“Humph!” said Massey. “There’s little doubt that he is an able leader, but he’s too religious by half. The man’s a mystic, a seventeenth-century Enoch, with the soldierly zeal of a David to boot. By the bye, you may as well take over a detachment of the men from Waller’s army to Bosbury to-morrow. I’m as likely as not to forget that fellow’s request, and I think you have done that sort of business before, eh?”
“Yes, sir, we hewed down Abingdon Cross,” said Gabriel. And when the next day he found that the rest of the forces were to witness the hanging of an unhappy scout of Prince Rupert’s, who had shot a sentry in the early morning, he was glad to have had the Bosbury work entrusted to him.
“I would rather hew down fifty crosses than stand by and see a poor wretch hanged,” he reflected, as they marched along the rough country lanes. “A fair fight is one thing—every man takes his chance, but hanging is a hateful business.”
Then he remembered with deep regret that this despatchbearing that Massey meant to entrust to him would probably rob him of the eagerly-desired glimpse of Hilary, and also of the visit to his home at Hereford. He wondered whether it would not be possible to let his father know of his near neighbourhood, longing sorely to see him and to learn from him more than the few and long-delayed letters he had received could tell. Even if he did not see Hilary he might learn through Dr. Harford how she fared. After all if he did see her, she might possibly refuse to speak to him, as she had done in very cruel fashion at Hereford two years ago. His heart ached even now at the memory of the scene in the Cathedral porch. How was it that although the pain of his wound at Edgehill could never be vividly recalled, the anguish of remembering that last interview remained always so keen? Was it because the body was a mere garment presently to be laid aside, while love, which belonged to the soul and spirit, was eternal and changeless?

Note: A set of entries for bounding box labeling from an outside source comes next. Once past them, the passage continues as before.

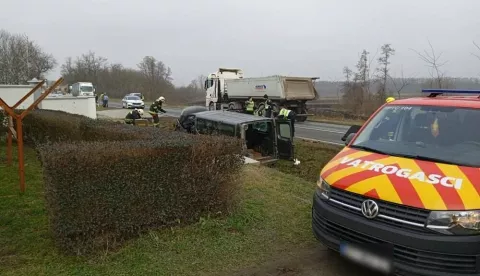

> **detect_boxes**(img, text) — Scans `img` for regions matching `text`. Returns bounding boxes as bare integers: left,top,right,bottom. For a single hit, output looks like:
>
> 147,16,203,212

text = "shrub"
0,110,8,135
37,126,243,254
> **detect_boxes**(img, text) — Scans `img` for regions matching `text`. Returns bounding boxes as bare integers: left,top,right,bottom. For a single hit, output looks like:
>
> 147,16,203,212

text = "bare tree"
411,40,448,88
388,68,411,98
61,51,108,84
471,41,480,60
377,43,395,102
0,30,57,84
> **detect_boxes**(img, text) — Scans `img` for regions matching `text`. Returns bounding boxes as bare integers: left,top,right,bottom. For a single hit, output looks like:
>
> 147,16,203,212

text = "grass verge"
275,139,342,183
97,105,118,111
0,143,317,275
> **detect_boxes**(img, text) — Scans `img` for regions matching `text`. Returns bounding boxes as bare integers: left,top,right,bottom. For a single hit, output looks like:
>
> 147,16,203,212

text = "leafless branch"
410,39,448,88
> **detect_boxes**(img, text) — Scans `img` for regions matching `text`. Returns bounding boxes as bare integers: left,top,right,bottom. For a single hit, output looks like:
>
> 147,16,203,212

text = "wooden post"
0,78,63,193
7,115,13,166
17,118,25,193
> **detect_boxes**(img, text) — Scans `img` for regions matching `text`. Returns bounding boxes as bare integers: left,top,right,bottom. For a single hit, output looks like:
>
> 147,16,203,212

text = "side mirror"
342,125,362,141
345,133,357,146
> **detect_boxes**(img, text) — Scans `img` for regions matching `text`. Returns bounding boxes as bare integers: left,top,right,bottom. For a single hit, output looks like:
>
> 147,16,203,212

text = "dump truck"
204,68,318,122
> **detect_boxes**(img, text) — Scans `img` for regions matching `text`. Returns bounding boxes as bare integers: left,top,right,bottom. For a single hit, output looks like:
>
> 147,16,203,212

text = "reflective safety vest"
247,100,255,111
278,108,291,118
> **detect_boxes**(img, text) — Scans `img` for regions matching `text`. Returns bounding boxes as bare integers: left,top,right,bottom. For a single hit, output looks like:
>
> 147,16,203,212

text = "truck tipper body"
205,68,318,121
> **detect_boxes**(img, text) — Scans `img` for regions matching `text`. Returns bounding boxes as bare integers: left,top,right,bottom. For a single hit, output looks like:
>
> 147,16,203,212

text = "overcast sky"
0,0,480,85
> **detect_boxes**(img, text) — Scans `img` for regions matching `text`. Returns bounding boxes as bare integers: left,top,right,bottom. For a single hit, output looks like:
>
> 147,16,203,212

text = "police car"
312,89,480,276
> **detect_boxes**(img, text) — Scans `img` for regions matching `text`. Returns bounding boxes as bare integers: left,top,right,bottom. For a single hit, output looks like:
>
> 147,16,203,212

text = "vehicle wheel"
296,108,307,123
208,102,215,111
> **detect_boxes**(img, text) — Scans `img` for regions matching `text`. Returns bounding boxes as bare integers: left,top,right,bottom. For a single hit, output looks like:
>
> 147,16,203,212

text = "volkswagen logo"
362,199,379,219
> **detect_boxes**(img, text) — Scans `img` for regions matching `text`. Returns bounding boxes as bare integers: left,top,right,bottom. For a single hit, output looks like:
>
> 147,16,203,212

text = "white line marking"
295,126,345,134
295,136,345,146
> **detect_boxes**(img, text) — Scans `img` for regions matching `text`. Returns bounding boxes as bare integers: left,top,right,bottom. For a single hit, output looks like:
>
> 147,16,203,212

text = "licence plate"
340,243,392,274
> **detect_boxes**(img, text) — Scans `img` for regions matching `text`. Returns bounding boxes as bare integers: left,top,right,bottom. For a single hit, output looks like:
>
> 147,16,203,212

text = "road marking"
295,125,345,134
295,136,345,146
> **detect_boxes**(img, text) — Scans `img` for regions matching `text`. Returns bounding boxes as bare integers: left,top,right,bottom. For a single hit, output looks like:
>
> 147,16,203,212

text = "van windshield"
80,86,93,92
351,105,480,167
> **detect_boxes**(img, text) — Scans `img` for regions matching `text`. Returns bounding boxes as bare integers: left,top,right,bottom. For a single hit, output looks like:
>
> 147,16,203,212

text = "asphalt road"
108,102,349,145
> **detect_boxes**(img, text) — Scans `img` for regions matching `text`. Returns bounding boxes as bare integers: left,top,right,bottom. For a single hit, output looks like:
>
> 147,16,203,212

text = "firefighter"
125,108,143,125
103,93,108,107
245,97,255,115
277,103,295,136
263,94,272,118
148,97,167,127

But to serve Cromwell in some real, though unknown fashion, was worth suffering for; moreover, he should see Sir Thomas Fairfax, the Commander-in-Chief, and he was naturally eager to learn more about this New Model Army, which was the main hope of his party.
He fell to thinking of the three men who had most influenced his life; his father, Falkland and Cromwell. What was it that had specially attracted him to such opposite types? He tried to think what characteristics they shared, and came to the conclusion that it was a certain breadth of mind and a habit of looking at the inner realities, not the externals, of religion.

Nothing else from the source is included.